The A/V server exports a sequence of movie information structures to the trading service, each containing a movie name, associated file name, frame rate, duration, and frame size, for example. Also contained in this structure will be a URL pointer to a web page on the movie. The server selector, written in Java and communicating the the trading service using JavaIDL, compiles the list of movie names for each server into a list GUI. When the user selects an item in the list, the Java client generates an HTML page for the movie and instructs a running WWW browser process to open the file. The generated page lists in a sidebar frame all the technical information about the movie --- duration, frame rate, frame size --- as advertised by each compliant server that offers the movie, and displays the movie web page in the main frame.
Once the user has decided on a server and movie, the Java server selector passes the server IOR and the movie name to the A/V client controller process.
This will allow multiple flows within a single stream. An
instruction to start or stop a stream can be applied to
the stream as a whole or any subset of its flows. A
StreamEndpoint will contain a
FlowEndPoint object for each flow within the
For eg. a Videophone will have an audio and video
flow in the phone stream.
Stream data can be transported using a number of protocols. These protocols include reliable connection-oriented transports (like IIOP/TCP), unreliable datagram-oriented Internet transports (like UDP), and real-time inter-ORB protocols (e.g., RIOP) over high-speed interconnects such as ATM and Fiber Channel. To allow a stream to support multiple protocols, the OMG spec specifies the Simple Frame Protocol (SFP).

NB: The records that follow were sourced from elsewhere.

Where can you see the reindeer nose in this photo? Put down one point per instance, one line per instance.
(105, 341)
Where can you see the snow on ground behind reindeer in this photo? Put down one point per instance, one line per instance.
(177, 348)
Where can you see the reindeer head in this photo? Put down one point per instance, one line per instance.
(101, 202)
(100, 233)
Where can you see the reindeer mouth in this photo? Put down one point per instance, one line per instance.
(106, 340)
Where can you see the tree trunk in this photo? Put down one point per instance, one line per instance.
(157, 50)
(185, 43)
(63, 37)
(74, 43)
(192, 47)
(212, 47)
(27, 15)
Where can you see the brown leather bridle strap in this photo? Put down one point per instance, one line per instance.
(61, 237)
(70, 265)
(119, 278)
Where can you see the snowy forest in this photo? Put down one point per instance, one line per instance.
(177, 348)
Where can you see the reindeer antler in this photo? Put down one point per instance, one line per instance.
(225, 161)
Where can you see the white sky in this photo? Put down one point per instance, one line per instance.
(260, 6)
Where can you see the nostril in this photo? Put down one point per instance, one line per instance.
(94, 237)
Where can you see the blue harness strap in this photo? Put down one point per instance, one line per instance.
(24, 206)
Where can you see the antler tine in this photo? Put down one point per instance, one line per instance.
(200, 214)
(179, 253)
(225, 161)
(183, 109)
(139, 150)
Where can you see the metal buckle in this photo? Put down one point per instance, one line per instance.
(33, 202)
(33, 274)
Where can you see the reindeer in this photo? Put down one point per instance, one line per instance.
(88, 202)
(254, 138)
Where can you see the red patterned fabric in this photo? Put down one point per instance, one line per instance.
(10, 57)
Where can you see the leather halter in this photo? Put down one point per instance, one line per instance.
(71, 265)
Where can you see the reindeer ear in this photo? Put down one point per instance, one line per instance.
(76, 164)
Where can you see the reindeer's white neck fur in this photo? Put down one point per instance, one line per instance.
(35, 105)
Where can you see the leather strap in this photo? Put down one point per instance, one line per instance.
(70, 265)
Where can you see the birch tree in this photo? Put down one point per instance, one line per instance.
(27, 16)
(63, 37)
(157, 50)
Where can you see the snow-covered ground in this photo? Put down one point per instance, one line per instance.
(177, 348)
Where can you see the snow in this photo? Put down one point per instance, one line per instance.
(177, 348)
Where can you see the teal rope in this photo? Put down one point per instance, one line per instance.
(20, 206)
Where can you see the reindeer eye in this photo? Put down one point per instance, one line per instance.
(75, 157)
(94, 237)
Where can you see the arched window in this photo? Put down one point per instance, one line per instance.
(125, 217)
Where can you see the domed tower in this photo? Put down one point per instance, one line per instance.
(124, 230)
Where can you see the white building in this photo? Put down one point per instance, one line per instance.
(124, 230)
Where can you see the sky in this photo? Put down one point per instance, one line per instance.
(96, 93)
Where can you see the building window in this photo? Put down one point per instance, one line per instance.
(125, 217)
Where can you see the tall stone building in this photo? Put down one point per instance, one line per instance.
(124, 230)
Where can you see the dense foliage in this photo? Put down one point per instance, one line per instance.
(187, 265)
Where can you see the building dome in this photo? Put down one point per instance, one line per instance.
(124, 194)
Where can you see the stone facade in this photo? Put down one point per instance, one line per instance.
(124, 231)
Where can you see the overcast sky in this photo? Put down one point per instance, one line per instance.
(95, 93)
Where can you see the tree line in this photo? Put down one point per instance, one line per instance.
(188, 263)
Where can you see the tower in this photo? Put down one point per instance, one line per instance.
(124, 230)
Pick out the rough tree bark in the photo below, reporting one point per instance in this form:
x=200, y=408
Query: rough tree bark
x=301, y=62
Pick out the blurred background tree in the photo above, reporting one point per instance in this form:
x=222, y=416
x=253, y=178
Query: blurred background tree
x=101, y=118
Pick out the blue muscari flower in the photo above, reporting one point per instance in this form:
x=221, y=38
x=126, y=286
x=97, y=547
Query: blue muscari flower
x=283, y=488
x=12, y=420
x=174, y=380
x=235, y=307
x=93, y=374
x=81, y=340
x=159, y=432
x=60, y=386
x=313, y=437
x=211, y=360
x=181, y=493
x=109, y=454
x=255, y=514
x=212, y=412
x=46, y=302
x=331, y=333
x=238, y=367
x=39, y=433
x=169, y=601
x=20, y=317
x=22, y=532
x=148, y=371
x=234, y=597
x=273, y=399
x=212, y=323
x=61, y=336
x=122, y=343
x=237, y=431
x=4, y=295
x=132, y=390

We have developed the basic encoding classes required to encode and decode SFP frames. Future versions of the framework will provide the ability to send and recieve frames using SFP.
Add support for interpreting QOS specification in the A/V service. This will involve methods to translate application-level QOS to network-level QOS. For example, if an application wants to stream an MPEG-1 file ,it can be translated to a network-level Bandwidth requirement of atleast 1.5 Mbps.